The detective's language was measured but direct. The recovered texts, he said, made it "evident" that a poisoning effort was underway.
The investigation also cast new light on an earlier tragedy in the family. Ashley Jones' husband, Ty Jones, had died suddenly at age 33, roughly three years before Harold Allen's death. Det. Burcham said Ty's autopsy attributed his death to "some heart complications."
Two men connected to the same family circle. Both dead from cardiac-related causes. Both relatively young. The parallel was not lost on investigators, though the available record does not indicate whether Ty Jones' death has been formally reopened or reclassified.
Lt. Nicholson described the bond between Marsha and Ashley as unusually close. "Every day, Marsha Allen would send Ashley Jones a message saying, 'Good morning, baby girl.'... Every single morning."
Ashley Jones, for her part, denied involvement. Her response to Steven White's accusations was brief: "He's trying to drag me down." She had moved to Missouri by the time the burglary occurred.
Cases involving murder charges against a spouse often hinge on exactly the kind of digital evidence investigators recovered here, messages the accused believed were gone forever.
The available record leaves significant questions open. The specific contents of the recovered text messages have not been publicly detailed beyond Burcham's characterization. Whether formal murder charges have been filed against Marsha Allen or Ashley Jones based on the poisoning allegation is not stated in the reporting. The specific toxicology findings from Harold Allen's autopsy, the kind of detail that would confirm or refute a poisoning theory, remain undisclosed.
Steven White was placed under arrest in connection with the burglary. His accusation against Marsha set the investigation in motion, but a burglary suspect's word, even one whose other claims proved accurate, is not a conviction.
What investigators do have is a timeline that raises hard questions: a man whose health collapsed rapidly after marriage, a wife who showed no emotion when confronted with a murder accusation, a phone wiped in real time during a police interview, and recovered messages that a veteran detective said pointed to a deliberate poisoning.
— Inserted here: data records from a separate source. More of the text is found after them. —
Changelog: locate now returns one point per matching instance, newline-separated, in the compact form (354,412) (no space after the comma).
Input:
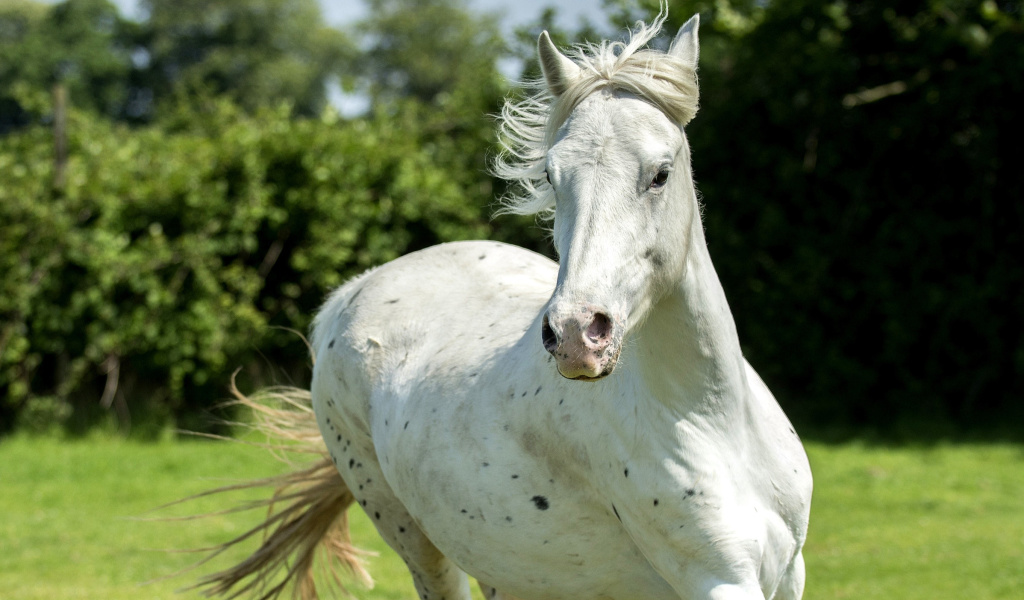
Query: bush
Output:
(163,262)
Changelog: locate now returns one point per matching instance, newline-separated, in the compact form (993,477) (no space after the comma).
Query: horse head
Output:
(616,172)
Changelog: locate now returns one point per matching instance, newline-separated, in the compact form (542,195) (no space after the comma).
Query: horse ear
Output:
(685,45)
(558,70)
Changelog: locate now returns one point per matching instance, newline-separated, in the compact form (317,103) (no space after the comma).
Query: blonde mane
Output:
(527,127)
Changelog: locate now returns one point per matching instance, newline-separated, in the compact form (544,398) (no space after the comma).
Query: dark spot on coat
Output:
(352,299)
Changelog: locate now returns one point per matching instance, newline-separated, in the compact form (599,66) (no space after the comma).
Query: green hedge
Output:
(172,250)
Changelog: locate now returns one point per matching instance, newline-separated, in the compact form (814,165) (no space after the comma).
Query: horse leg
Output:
(792,586)
(492,593)
(435,576)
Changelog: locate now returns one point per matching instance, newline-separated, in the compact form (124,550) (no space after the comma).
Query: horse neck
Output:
(692,361)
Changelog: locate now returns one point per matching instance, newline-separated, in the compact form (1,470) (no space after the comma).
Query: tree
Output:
(861,204)
(78,43)
(258,52)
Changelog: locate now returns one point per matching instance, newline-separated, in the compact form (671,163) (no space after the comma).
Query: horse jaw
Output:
(622,240)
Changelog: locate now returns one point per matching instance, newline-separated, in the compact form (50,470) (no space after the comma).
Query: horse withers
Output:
(587,429)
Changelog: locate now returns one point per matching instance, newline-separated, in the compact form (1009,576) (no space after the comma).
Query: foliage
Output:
(160,264)
(855,161)
(861,204)
(78,43)
(257,52)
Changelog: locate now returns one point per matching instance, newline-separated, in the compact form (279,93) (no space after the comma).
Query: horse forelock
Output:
(527,127)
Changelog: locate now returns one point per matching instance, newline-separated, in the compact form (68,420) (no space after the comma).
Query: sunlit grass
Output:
(905,522)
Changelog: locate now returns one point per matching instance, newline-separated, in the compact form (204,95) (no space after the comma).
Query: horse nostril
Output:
(548,336)
(600,328)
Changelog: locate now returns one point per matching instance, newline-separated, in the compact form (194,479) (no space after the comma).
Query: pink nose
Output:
(582,344)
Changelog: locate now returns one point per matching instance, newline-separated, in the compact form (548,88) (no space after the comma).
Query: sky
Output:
(512,13)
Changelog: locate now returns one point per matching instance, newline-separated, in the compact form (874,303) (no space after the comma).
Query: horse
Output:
(586,429)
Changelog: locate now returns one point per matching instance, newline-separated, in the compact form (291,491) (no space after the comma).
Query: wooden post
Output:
(59,134)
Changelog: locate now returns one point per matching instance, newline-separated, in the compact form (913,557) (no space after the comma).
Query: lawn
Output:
(939,521)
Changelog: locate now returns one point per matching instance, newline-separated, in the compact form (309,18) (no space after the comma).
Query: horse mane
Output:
(527,126)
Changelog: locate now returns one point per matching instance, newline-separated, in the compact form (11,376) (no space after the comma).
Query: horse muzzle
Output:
(585,343)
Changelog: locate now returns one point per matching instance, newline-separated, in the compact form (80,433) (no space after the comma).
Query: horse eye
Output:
(660,178)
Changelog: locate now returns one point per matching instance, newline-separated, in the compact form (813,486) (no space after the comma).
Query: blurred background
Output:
(183,181)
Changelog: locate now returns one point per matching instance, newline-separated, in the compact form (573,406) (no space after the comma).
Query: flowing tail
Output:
(306,513)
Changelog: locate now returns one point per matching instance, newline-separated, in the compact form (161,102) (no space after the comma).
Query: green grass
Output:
(933,522)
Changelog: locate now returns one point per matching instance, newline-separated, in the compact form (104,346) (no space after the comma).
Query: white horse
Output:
(589,429)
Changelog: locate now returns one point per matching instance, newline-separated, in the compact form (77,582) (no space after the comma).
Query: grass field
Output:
(935,522)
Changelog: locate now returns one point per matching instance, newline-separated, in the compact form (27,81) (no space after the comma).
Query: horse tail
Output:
(306,524)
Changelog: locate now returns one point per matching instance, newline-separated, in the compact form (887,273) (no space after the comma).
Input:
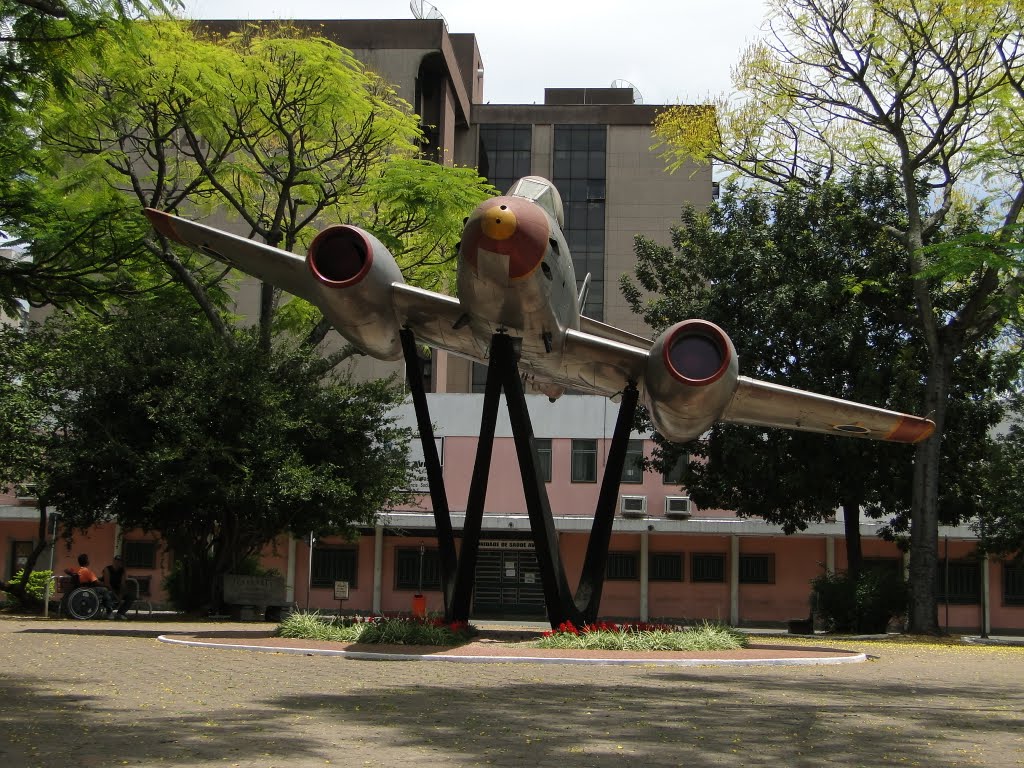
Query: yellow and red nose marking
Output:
(911,429)
(510,226)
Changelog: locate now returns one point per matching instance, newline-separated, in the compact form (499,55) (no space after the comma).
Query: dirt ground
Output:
(88,694)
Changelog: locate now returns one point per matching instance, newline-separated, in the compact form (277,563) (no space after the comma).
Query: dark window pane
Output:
(632,471)
(708,567)
(675,475)
(139,554)
(666,566)
(332,565)
(964,580)
(757,568)
(544,458)
(1013,584)
(623,566)
(407,568)
(584,461)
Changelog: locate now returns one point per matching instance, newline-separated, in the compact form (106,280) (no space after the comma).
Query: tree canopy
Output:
(930,91)
(217,450)
(803,283)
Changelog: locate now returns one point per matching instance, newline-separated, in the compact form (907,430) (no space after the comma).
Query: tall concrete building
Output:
(669,558)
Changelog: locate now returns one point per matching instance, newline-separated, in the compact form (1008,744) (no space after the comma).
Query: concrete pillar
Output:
(378,566)
(644,572)
(734,581)
(986,615)
(290,574)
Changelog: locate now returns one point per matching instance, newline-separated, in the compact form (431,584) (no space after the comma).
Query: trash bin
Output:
(419,606)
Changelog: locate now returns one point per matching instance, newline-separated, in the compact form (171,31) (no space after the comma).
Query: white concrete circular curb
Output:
(369,656)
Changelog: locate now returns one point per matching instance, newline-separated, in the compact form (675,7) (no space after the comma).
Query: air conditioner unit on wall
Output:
(633,506)
(677,506)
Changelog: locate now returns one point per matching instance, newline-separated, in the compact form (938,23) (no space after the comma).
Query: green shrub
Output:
(606,636)
(36,589)
(862,605)
(380,630)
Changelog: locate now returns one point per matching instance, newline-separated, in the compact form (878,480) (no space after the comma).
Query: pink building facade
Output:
(669,559)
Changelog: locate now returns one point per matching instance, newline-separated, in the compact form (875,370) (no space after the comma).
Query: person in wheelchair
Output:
(88,579)
(116,581)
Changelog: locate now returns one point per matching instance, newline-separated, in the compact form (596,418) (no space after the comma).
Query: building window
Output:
(478,385)
(675,475)
(666,566)
(332,565)
(964,578)
(579,173)
(890,567)
(505,154)
(139,554)
(144,586)
(584,461)
(1013,584)
(407,568)
(420,483)
(757,568)
(632,467)
(623,566)
(708,567)
(19,552)
(543,445)
(25,492)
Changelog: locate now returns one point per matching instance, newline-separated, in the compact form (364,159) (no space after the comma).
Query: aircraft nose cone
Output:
(513,229)
(499,222)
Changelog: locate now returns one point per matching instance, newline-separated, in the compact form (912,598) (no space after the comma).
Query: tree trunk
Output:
(20,589)
(925,505)
(851,525)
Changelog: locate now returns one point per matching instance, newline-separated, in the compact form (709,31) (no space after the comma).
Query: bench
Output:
(256,598)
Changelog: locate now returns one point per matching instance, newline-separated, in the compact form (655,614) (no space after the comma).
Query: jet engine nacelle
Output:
(691,375)
(354,272)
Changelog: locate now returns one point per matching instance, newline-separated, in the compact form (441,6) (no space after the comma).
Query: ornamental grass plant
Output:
(381,630)
(607,636)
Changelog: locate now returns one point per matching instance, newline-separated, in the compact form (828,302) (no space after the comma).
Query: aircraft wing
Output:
(602,365)
(281,268)
(764,404)
(437,321)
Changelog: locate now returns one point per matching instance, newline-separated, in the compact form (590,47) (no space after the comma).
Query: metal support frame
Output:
(458,572)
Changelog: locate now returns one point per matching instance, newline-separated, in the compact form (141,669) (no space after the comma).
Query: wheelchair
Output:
(80,602)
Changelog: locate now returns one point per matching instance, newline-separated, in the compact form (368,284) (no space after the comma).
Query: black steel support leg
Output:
(458,570)
(435,477)
(556,588)
(588,597)
(462,597)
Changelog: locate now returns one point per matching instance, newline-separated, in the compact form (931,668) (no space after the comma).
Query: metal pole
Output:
(947,582)
(423,550)
(309,569)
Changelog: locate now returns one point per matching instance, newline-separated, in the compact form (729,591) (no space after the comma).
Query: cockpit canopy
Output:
(543,193)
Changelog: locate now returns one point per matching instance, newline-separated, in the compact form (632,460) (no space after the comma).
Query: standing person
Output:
(87,579)
(116,580)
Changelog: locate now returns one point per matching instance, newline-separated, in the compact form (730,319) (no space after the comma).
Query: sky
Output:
(674,51)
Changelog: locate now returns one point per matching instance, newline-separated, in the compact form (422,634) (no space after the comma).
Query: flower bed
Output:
(382,630)
(608,636)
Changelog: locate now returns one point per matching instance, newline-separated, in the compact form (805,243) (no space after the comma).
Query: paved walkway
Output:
(89,694)
(501,646)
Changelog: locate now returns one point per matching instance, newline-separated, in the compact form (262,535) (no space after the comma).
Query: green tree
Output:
(218,450)
(930,91)
(284,132)
(817,308)
(999,523)
(32,395)
(41,44)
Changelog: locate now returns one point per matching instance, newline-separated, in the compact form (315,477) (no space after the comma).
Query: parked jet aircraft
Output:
(515,276)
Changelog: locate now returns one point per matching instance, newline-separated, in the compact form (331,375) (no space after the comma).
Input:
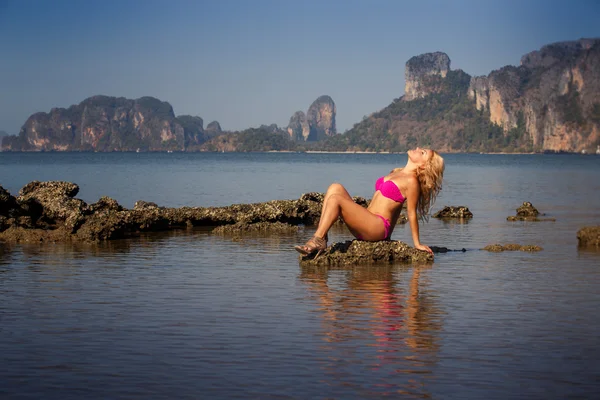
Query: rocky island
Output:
(549,103)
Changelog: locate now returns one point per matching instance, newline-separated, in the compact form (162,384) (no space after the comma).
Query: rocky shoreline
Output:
(50,212)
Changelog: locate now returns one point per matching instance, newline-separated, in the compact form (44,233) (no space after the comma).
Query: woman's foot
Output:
(314,244)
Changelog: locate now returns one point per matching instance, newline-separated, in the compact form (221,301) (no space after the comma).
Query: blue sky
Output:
(250,62)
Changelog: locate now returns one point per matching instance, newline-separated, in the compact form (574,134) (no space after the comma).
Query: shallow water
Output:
(189,314)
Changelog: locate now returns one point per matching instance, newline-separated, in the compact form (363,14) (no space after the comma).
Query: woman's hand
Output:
(423,247)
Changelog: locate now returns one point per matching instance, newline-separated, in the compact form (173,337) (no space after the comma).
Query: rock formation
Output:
(460,212)
(103,123)
(589,236)
(527,212)
(49,211)
(321,118)
(318,123)
(554,95)
(298,128)
(214,128)
(358,252)
(423,74)
(496,248)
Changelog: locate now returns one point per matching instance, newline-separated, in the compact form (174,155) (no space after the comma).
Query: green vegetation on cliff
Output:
(445,119)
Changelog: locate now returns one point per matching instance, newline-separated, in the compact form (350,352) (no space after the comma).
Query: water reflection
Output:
(384,319)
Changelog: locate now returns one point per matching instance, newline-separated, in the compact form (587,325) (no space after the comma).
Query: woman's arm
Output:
(412,196)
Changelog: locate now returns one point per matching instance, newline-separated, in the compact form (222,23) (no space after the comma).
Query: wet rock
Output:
(589,236)
(496,248)
(105,225)
(51,206)
(7,202)
(242,228)
(358,252)
(140,205)
(105,204)
(58,205)
(461,212)
(437,249)
(527,212)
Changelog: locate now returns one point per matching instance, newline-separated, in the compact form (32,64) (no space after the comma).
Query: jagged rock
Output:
(105,204)
(422,74)
(511,247)
(104,123)
(46,206)
(358,252)
(549,96)
(7,202)
(242,228)
(141,205)
(298,128)
(527,212)
(589,236)
(321,118)
(214,128)
(57,201)
(454,212)
(437,249)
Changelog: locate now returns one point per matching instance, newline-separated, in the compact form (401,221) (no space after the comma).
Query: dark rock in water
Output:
(57,201)
(437,249)
(589,236)
(454,212)
(358,252)
(527,212)
(496,248)
(242,228)
(7,202)
(105,204)
(141,204)
(43,207)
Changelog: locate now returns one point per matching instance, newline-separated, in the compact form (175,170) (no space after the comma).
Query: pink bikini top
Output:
(389,189)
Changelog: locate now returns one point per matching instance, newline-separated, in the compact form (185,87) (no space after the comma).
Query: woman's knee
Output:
(336,188)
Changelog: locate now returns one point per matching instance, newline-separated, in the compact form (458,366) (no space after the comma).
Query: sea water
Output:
(189,314)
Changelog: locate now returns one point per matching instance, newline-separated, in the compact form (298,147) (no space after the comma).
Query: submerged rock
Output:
(461,212)
(361,252)
(496,248)
(589,236)
(53,203)
(527,212)
(48,211)
(242,228)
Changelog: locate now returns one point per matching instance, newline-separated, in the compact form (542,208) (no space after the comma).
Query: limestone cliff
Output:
(298,128)
(554,94)
(318,124)
(321,118)
(103,123)
(423,74)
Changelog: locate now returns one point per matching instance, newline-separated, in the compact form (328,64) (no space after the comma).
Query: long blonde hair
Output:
(430,178)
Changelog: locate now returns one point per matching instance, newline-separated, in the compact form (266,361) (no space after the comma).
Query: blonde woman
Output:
(417,184)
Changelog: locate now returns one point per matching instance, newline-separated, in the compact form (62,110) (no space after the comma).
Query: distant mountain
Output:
(103,123)
(549,103)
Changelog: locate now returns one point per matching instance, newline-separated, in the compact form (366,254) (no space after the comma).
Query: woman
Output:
(418,183)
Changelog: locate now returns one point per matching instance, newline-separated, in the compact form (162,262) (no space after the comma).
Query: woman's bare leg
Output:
(358,219)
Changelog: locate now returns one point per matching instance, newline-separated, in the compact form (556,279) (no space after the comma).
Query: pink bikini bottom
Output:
(386,225)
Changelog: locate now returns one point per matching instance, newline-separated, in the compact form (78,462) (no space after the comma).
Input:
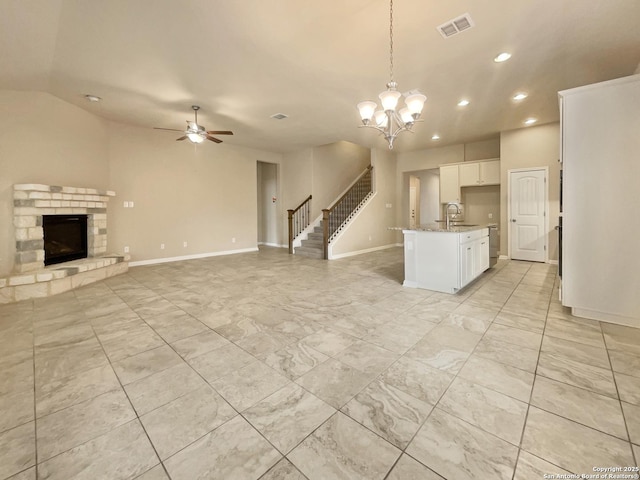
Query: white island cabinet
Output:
(445,260)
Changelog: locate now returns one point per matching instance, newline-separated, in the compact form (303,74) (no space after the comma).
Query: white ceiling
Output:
(244,60)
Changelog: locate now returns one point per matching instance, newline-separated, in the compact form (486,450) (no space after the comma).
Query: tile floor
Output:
(271,366)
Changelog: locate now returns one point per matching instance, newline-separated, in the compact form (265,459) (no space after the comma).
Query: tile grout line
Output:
(127,396)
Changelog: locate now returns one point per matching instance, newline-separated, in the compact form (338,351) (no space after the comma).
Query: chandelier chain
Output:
(391,41)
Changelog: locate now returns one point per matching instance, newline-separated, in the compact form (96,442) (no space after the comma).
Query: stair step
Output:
(311,243)
(309,252)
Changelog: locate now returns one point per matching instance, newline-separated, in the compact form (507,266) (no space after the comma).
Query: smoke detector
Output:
(455,26)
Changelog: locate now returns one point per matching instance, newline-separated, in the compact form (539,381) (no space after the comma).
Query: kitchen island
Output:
(445,260)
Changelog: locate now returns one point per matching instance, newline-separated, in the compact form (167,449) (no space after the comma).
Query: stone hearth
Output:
(32,279)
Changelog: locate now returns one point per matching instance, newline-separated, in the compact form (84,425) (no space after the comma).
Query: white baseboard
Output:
(366,250)
(605,317)
(155,261)
(277,245)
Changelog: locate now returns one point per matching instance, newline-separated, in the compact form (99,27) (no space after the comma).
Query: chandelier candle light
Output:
(388,121)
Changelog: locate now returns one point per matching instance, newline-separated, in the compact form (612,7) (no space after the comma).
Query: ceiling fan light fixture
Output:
(195,137)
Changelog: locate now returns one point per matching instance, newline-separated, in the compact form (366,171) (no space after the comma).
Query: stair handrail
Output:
(299,218)
(338,213)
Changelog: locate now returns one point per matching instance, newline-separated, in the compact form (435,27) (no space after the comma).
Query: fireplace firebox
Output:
(65,238)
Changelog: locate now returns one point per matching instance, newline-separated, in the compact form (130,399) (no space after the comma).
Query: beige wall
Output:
(482,150)
(49,141)
(369,230)
(204,195)
(296,184)
(531,147)
(335,167)
(480,202)
(418,161)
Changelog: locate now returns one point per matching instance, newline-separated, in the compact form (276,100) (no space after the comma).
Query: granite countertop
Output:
(434,227)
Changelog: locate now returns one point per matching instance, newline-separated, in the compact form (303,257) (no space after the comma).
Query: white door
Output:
(527,202)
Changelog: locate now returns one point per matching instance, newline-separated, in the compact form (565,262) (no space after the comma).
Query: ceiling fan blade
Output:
(169,129)
(220,132)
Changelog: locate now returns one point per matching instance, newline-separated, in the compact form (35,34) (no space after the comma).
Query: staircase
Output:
(334,218)
(312,246)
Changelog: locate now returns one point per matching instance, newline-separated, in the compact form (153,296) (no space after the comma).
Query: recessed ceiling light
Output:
(503,57)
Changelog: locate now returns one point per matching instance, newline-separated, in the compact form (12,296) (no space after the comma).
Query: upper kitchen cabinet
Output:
(449,184)
(600,152)
(475,174)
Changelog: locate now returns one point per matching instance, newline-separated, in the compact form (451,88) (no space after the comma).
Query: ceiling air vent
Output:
(455,26)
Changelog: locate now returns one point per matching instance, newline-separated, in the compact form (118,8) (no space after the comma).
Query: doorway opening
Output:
(268,195)
(528,219)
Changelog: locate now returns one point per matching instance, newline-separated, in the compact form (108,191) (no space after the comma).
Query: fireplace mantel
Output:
(31,279)
(32,201)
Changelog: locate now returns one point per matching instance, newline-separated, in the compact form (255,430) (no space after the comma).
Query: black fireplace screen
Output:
(65,238)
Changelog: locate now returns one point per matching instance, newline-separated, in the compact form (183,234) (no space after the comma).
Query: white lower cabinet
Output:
(444,261)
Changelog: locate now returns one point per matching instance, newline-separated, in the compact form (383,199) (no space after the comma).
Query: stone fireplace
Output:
(31,203)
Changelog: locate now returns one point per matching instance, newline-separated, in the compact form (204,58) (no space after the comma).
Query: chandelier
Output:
(387,120)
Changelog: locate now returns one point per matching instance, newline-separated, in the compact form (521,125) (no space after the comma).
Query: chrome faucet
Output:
(446,213)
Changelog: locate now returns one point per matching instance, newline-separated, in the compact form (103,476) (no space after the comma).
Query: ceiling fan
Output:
(196,133)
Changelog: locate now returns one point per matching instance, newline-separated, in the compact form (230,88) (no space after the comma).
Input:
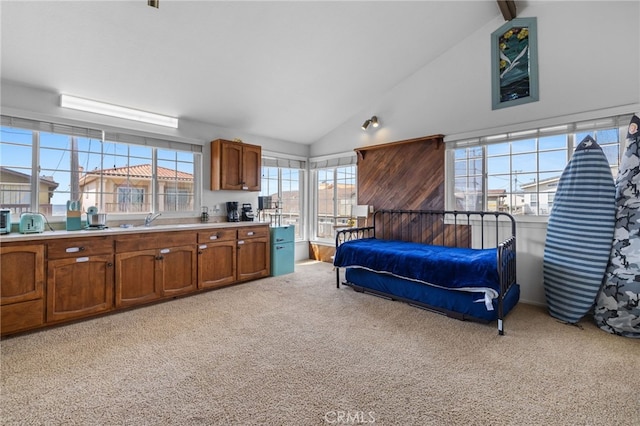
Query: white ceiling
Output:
(288,70)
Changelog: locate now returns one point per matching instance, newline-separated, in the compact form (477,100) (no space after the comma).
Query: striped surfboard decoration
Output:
(579,233)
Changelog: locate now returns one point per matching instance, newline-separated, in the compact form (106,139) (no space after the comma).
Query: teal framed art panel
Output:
(514,63)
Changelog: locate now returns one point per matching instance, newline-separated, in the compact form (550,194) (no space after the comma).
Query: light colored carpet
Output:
(294,350)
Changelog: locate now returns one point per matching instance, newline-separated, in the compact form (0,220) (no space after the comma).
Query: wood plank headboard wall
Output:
(407,174)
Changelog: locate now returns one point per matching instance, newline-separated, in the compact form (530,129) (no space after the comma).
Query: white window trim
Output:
(584,122)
Lt. Nicholson, who has spent two decades in law enforcement, summed up what the case meant to him.
"Twenty years on the job, I never thought I would see a case like this."
In a country where law enforcement breakthroughs sometimes come from the most unlikely breaks, the Harold Allen case stands as a reminder that justice often depends on one person deciding to talk, even when that person is sitting in handcuffs for something else entirely.
Harold Allen wanted a family. He got one. And if investigators are right, that family is what killed him.